As doenças ou a ideia de que podemos estar doentes não são oportunidades, são uma coisa má, que nos troca as voltas.

Eu não sabia como era até me ter transformado em contacto de risco de um caso positivo. E, com essa etiqueta, tive guia de confinamento, com direito a dois testes e uma semana a sentir o sol na varanda e a ver o mundo pela televisão. Andei da sala para a cozinha, com desviono sofá que foi, de facto, o lugar onde passei os dias. Vi umas séries, uns filmes, vi notícias, acabei de ler um livro e comecei outro e ainda tentei seguir umas aulas de ginástica online.

Segui a cartilha dos confinados e passei pelas fases todas, fui do “isto até se passa bem” até “estes tipos da saúde vão deixar-me presa em casa para sempre” e “quero fazer já o segundo teste”. É que depois de receber o primeiro teste negativo foi-se o medo de estar doente e de ter contagiado outras pessoas e, logo a seguir, aquela ideia de que é a oportunidade para descansar deixa de ter graça. E ainda mais quando se olha pela janela e vê um céu azul e tardes cheias de sol.

Eu acho que há uma lei natural qualquer que me faz isto sempre que fico doente ou não posso sair de casa. Uma lei que traz bom tempo, daquele que pede mergulhos no mar. Fiz-me forte e tentei aproveitar na varanda, mas acabei no sofá, o meu lugar de exílio. O ponto a partir do qual comecei a mal dizer a sorte e a telefonar aos amigos, já na fase de considerar os tipos da saúde como pessoas muito zelosas. Então não se fazia isto mais depressa, não me arranjavam um teste mais cedo.

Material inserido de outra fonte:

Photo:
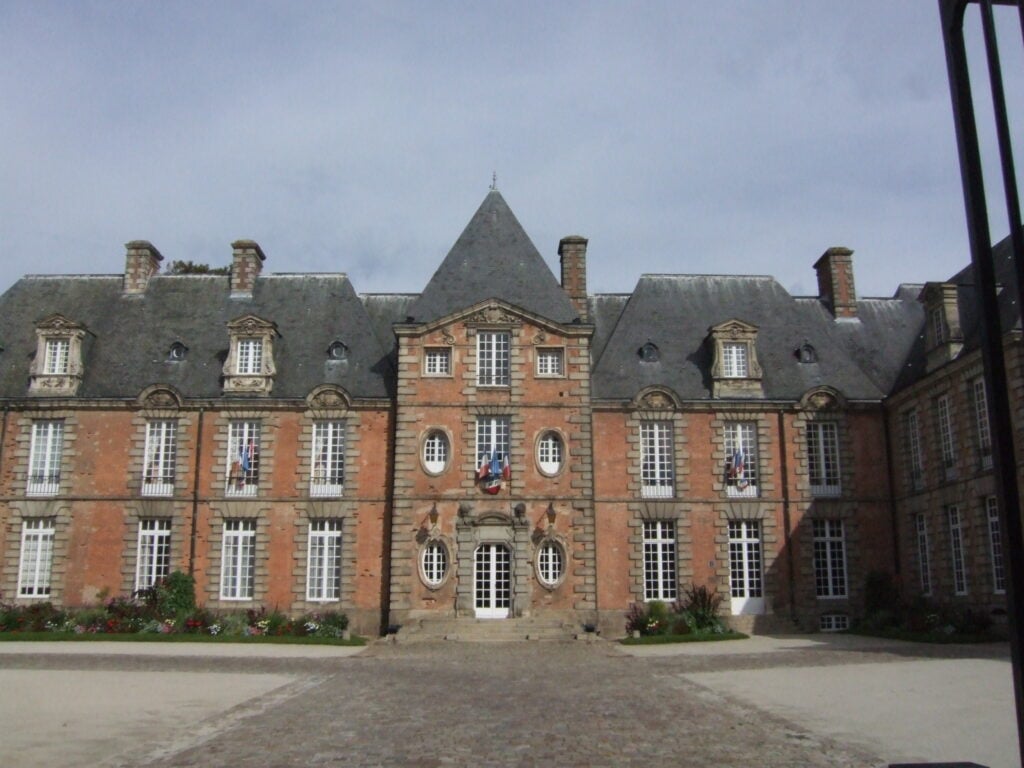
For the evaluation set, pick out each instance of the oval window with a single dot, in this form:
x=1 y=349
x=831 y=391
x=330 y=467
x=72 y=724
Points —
x=433 y=563
x=549 y=454
x=550 y=563
x=435 y=452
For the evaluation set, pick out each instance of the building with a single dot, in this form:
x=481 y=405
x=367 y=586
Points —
x=501 y=444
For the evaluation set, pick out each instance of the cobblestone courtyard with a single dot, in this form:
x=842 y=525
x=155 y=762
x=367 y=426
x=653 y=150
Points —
x=466 y=705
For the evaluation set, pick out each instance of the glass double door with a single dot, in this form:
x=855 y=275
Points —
x=492 y=581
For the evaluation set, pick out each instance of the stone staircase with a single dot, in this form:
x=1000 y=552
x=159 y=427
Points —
x=491 y=630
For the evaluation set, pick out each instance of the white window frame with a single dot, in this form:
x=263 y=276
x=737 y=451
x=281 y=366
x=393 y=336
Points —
x=659 y=578
x=492 y=435
x=983 y=432
x=36 y=559
x=153 y=553
x=159 y=457
x=56 y=357
x=238 y=559
x=249 y=356
x=995 y=546
x=735 y=359
x=493 y=358
x=947 y=448
x=240 y=481
x=957 y=561
x=657 y=463
x=823 y=459
x=550 y=363
x=742 y=436
x=324 y=561
x=829 y=559
x=924 y=554
x=745 y=577
x=436 y=452
x=327 y=477
x=437 y=361
x=914 y=457
x=550 y=453
x=45 y=455
x=550 y=563
x=434 y=563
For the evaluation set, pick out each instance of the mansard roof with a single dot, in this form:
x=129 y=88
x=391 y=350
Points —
x=675 y=312
x=132 y=335
x=493 y=258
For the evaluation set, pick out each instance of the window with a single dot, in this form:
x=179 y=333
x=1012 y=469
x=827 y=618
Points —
x=37 y=558
x=938 y=325
x=656 y=463
x=154 y=555
x=329 y=459
x=243 y=458
x=324 y=568
x=658 y=560
x=493 y=358
x=744 y=558
x=956 y=546
x=250 y=357
x=914 y=458
x=995 y=545
x=734 y=360
x=550 y=363
x=740 y=460
x=158 y=461
x=924 y=555
x=829 y=558
x=56 y=361
x=946 y=446
x=492 y=438
x=435 y=452
x=834 y=623
x=238 y=560
x=822 y=458
x=437 y=361
x=433 y=563
x=44 y=458
x=549 y=454
x=981 y=422
x=550 y=563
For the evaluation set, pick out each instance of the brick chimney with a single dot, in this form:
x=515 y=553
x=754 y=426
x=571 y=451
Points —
x=572 y=252
x=836 y=287
x=247 y=262
x=141 y=262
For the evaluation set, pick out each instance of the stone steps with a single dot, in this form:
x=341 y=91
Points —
x=489 y=630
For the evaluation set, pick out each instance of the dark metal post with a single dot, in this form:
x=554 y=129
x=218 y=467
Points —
x=999 y=412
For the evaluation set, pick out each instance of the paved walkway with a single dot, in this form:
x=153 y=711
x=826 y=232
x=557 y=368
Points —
x=765 y=701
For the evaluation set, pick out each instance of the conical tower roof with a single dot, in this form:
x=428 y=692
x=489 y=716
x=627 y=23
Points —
x=493 y=258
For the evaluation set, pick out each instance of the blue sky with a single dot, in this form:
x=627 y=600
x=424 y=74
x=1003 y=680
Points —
x=726 y=137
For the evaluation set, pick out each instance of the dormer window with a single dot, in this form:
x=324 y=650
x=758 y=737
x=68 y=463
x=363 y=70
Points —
x=249 y=367
x=735 y=372
x=57 y=367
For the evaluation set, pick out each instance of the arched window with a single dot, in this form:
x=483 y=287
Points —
x=550 y=453
x=433 y=562
x=550 y=563
x=435 y=452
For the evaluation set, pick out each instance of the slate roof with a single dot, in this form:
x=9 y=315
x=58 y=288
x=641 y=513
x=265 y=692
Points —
x=127 y=348
x=493 y=258
x=675 y=312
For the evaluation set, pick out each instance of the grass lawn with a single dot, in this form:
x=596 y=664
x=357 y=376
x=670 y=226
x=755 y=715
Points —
x=693 y=637
x=154 y=637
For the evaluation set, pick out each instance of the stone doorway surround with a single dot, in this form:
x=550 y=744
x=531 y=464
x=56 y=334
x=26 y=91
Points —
x=493 y=525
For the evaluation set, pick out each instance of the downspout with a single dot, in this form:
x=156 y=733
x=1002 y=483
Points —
x=785 y=516
x=199 y=454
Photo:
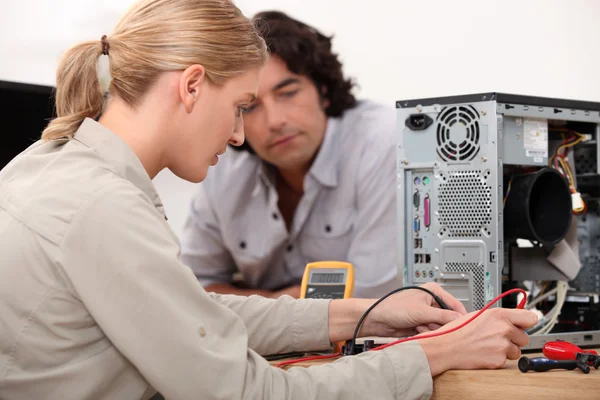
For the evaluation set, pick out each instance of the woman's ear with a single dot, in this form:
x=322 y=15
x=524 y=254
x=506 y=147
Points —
x=190 y=85
x=325 y=103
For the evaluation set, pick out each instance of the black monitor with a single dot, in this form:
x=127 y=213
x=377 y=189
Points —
x=25 y=110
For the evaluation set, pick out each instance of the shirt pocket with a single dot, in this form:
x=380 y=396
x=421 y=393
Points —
x=327 y=236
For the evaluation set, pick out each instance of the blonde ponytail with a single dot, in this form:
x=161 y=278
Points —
x=78 y=91
x=153 y=37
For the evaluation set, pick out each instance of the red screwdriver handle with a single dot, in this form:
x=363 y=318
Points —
x=559 y=350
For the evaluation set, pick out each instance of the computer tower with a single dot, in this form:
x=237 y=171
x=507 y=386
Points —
x=490 y=196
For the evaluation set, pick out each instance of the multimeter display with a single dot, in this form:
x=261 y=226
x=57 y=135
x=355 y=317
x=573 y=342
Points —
x=326 y=283
x=326 y=278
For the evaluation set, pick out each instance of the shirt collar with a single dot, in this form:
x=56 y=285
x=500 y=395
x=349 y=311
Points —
x=325 y=167
x=120 y=156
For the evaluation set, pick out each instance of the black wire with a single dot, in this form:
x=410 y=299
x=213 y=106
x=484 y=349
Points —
x=360 y=321
x=273 y=357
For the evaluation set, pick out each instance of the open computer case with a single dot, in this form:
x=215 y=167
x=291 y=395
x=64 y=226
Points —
x=497 y=191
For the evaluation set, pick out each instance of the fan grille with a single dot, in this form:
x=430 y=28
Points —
x=458 y=133
x=465 y=204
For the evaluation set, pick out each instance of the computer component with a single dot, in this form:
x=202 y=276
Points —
x=493 y=192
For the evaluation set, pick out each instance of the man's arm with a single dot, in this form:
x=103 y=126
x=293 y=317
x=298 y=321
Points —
x=205 y=253
x=373 y=249
x=126 y=272
x=202 y=247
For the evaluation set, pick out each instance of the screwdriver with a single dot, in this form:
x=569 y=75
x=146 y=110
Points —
x=543 y=364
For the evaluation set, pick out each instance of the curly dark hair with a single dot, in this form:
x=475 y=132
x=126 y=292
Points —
x=306 y=51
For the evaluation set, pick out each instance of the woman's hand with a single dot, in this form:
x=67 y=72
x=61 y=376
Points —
x=487 y=342
x=411 y=311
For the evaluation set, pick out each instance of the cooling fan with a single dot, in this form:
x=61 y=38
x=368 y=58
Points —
x=458 y=133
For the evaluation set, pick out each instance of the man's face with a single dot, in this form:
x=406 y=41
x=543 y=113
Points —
x=286 y=125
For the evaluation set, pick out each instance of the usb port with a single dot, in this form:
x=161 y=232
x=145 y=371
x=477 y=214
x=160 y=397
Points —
x=426 y=210
x=416 y=199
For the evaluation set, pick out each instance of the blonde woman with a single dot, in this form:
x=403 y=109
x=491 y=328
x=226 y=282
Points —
x=94 y=302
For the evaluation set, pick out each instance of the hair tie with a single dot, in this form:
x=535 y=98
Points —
x=104 y=45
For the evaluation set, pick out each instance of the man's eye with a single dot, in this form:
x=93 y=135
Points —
x=245 y=110
x=289 y=93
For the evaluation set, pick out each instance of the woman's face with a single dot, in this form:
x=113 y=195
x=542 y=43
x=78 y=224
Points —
x=213 y=118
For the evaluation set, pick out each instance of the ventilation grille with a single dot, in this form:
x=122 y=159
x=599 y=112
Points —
x=476 y=271
x=458 y=134
x=465 y=204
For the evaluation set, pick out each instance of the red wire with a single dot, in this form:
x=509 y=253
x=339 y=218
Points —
x=281 y=364
x=520 y=306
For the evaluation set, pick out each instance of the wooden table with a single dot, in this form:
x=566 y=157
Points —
x=507 y=383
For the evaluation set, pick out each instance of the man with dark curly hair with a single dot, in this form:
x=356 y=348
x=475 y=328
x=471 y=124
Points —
x=314 y=181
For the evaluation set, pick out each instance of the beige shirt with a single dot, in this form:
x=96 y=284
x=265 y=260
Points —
x=95 y=304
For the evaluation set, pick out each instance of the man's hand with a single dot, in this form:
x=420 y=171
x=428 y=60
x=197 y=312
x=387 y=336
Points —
x=411 y=311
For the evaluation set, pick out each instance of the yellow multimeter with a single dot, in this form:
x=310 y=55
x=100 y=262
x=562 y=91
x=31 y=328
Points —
x=328 y=280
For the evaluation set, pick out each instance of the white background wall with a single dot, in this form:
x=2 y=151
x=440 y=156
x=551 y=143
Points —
x=396 y=49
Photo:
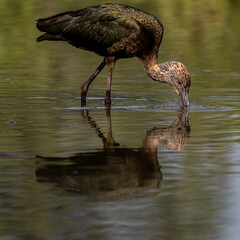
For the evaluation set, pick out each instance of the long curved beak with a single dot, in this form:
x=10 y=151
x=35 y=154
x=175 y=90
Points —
x=184 y=97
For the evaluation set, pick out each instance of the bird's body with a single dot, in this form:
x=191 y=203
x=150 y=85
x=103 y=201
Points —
x=116 y=31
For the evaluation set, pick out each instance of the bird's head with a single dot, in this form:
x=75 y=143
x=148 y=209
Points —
x=176 y=75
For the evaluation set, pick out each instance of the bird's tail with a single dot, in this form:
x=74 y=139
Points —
x=54 y=24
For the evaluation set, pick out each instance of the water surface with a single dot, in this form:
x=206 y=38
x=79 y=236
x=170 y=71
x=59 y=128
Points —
x=146 y=169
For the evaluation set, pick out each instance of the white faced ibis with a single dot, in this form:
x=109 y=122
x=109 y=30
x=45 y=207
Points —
x=117 y=31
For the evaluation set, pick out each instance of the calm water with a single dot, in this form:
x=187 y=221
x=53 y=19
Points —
x=144 y=170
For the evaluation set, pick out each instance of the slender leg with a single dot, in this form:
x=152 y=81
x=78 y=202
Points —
x=85 y=86
x=110 y=61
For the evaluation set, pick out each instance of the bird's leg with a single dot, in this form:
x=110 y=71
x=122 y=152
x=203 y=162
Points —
x=110 y=61
x=85 y=86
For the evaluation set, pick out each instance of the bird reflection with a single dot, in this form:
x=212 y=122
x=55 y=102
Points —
x=115 y=171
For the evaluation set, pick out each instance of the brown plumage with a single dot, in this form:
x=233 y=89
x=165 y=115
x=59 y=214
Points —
x=117 y=31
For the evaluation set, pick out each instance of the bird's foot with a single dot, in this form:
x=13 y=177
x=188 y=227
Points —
x=108 y=99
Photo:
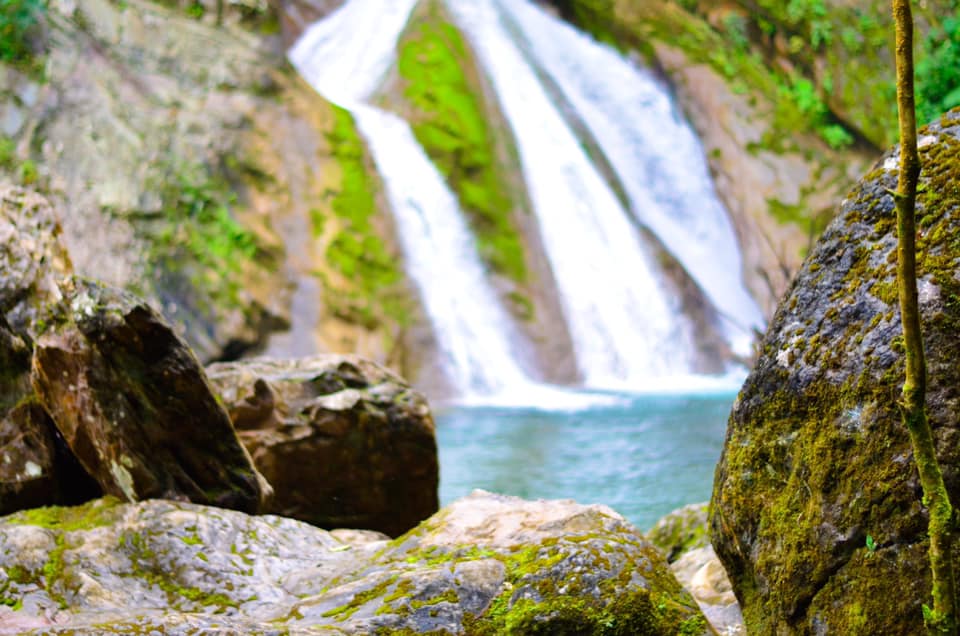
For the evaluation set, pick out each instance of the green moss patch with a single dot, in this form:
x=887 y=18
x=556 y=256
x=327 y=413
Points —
x=374 y=287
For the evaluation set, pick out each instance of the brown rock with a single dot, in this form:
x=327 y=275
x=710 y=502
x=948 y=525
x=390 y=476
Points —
x=344 y=442
x=133 y=404
x=36 y=468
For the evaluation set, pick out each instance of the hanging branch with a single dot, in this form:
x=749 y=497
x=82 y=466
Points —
x=941 y=619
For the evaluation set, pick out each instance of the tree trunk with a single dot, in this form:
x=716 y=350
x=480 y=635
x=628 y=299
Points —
x=941 y=619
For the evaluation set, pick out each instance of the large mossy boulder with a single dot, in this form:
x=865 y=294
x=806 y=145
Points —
x=817 y=510
x=133 y=404
x=485 y=565
x=344 y=442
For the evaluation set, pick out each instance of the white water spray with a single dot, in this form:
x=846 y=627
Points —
x=656 y=156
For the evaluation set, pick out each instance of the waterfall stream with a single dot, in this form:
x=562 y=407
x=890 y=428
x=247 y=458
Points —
x=628 y=330
x=656 y=156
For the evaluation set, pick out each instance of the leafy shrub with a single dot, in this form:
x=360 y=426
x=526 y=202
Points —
x=19 y=23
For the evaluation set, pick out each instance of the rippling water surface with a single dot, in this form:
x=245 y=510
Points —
x=643 y=456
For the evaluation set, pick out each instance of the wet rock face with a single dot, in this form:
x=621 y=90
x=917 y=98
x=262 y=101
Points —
x=344 y=442
x=133 y=404
x=35 y=466
x=485 y=565
x=816 y=459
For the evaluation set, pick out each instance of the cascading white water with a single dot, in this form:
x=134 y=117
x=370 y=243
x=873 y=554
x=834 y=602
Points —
x=345 y=57
x=625 y=329
x=655 y=154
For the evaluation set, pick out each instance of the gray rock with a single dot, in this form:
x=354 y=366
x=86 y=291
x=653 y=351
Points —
x=133 y=404
x=816 y=459
x=680 y=531
x=485 y=565
x=343 y=441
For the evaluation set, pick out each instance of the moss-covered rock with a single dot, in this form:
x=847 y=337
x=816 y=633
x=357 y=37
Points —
x=680 y=531
x=441 y=83
x=485 y=565
x=132 y=402
x=816 y=511
x=344 y=442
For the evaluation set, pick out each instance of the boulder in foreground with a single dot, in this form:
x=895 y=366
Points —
x=344 y=442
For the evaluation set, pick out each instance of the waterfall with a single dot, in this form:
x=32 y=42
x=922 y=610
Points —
x=626 y=330
x=656 y=156
x=345 y=57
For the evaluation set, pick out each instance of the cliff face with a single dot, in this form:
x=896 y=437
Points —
x=190 y=164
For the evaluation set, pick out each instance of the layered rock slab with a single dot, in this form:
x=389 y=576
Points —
x=485 y=565
x=36 y=468
x=816 y=460
x=344 y=442
x=133 y=404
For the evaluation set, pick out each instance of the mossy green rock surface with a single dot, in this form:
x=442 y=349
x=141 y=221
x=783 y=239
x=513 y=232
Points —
x=344 y=442
x=816 y=512
x=487 y=564
x=682 y=530
x=133 y=404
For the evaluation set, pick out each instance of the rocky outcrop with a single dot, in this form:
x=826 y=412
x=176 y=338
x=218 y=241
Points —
x=33 y=261
x=817 y=512
x=191 y=165
x=36 y=468
x=132 y=402
x=93 y=382
x=485 y=565
x=344 y=442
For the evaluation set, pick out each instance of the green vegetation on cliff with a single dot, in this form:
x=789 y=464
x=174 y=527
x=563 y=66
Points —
x=200 y=238
x=449 y=120
x=826 y=67
x=357 y=251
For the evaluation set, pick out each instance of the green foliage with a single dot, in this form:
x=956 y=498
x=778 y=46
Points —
x=938 y=71
x=357 y=251
x=452 y=127
x=200 y=236
x=19 y=24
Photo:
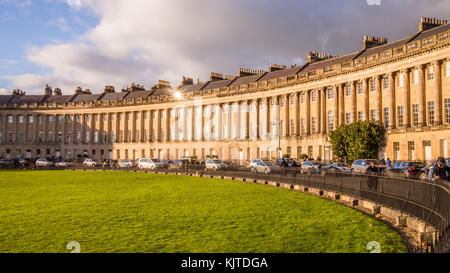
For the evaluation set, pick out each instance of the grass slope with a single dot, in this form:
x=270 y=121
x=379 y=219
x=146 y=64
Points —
x=41 y=211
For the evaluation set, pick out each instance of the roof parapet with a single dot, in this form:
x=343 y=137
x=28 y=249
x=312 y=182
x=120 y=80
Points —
x=48 y=90
x=427 y=23
x=314 y=56
x=57 y=92
x=187 y=81
x=109 y=89
x=276 y=67
x=79 y=91
x=18 y=92
x=215 y=77
x=249 y=72
x=372 y=41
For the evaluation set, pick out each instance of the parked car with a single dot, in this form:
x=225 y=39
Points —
x=6 y=163
x=266 y=167
x=214 y=164
x=44 y=163
x=361 y=166
x=290 y=161
x=125 y=164
x=311 y=166
x=64 y=164
x=24 y=162
x=405 y=169
x=423 y=175
x=148 y=163
x=89 y=163
x=337 y=168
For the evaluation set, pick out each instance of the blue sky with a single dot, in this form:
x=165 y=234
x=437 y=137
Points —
x=93 y=43
x=26 y=24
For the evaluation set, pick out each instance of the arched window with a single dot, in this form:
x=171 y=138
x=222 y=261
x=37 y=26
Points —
x=330 y=120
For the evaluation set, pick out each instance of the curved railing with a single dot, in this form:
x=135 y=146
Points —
x=427 y=201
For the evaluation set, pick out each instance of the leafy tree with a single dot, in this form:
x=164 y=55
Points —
x=360 y=139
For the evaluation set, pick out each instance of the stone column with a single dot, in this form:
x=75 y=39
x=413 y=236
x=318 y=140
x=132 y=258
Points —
x=45 y=131
x=341 y=104
x=193 y=123
x=268 y=110
x=92 y=129
x=247 y=119
x=297 y=113
x=324 y=117
x=308 y=112
x=318 y=112
x=392 y=100
x=25 y=128
x=109 y=128
x=437 y=92
x=379 y=99
x=353 y=100
x=258 y=125
x=74 y=127
x=64 y=129
x=406 y=98
x=336 y=105
x=422 y=108
x=15 y=127
x=366 y=99
x=287 y=126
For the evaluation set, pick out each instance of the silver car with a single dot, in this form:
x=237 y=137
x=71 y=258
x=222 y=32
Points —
x=126 y=164
x=44 y=163
x=266 y=167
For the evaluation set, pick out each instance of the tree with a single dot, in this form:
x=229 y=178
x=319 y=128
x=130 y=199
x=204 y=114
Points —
x=360 y=139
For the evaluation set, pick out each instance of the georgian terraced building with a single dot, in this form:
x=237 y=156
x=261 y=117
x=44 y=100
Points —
x=404 y=85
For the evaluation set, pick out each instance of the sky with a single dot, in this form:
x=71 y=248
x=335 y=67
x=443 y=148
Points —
x=93 y=43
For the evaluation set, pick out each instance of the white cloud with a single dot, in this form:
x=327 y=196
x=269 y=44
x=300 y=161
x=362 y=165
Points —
x=74 y=3
x=60 y=23
x=143 y=41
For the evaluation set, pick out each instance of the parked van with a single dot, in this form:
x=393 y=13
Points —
x=148 y=163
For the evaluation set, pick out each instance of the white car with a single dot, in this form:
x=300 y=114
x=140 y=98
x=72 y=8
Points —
x=266 y=167
x=214 y=164
x=149 y=163
x=89 y=163
x=126 y=164
x=43 y=163
x=62 y=164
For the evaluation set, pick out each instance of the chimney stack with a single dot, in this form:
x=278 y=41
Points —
x=215 y=77
x=427 y=23
x=372 y=41
x=187 y=81
x=48 y=90
x=249 y=72
x=109 y=89
x=276 y=67
x=57 y=92
x=314 y=56
x=18 y=92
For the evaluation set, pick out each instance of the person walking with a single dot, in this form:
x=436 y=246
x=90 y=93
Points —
x=372 y=179
x=440 y=171
x=388 y=163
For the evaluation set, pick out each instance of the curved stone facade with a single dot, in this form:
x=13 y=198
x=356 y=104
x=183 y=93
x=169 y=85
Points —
x=404 y=85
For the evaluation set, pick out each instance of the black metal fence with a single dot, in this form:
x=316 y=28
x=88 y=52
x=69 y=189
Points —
x=428 y=201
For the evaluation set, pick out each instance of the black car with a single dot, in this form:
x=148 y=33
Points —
x=405 y=169
x=424 y=172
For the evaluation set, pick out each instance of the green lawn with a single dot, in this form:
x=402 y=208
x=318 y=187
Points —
x=41 y=211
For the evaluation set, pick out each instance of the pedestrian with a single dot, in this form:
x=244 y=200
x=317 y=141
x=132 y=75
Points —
x=440 y=171
x=388 y=163
x=372 y=179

E, sem perceber bem como, senti a falta do stress do trabalho, do marca entrevistas, faz reportagens e entrega tudo em cima do noticiário. Ou de ir aos sábados tratar da tia que, nos intervalos em que me considera uma desconhecida, sorri quando vê a sobrinha, a Marta. E tive saudades da casa do meu pai, do meu Tonecas e das galinhas. São a minha rotina, mas até me fez bem ver as pessoas quando fui fazer o segundo teste. Ali estavam os outros, para quem a vida continuou como antes, a entrar e a sair dos autocarros, sentados a beber café. E senti inveja dessa normalidade.

A passagem para liberdade chegou pelo telefone. E sim, vou a correr ao cabeleireiro, não quero saber se é fútil ou não, não é momento para isso. Só quero fazer o normal, ter a vida de todos os dias, sentir o sol na cara, aborrecer-me com o que corre mal, fazer uma caminhada e ficar longe por uns tempos do sofá. Não sei bem o que levo deste confinamento, não foi bom, não foi uma lição e muito menos uma oportunidade. As doenças ou a ideia de que podemos estar doentes não são oportunidades, são uma coisa má, que nos troca as voltas.

Talvez leve daqui um vislumbre do que é mesmo a Covid-19. Sou optimista, sei que, desta vez, tive sorte. Não passei de um contacto de risco, mas tudo isto seria pior se estivesse positiva, doente e isolada. Acho que percebi a razão que levava a minha mãe e as minhas tias a fazer visitas ao hospital a quem ficava doente e era da família ou pessoa conhecida. Ou como a minha prima Ana, já muito doente, tinha tanto orgulho nas visitas que recebia. Era o que lhe restava e era bom.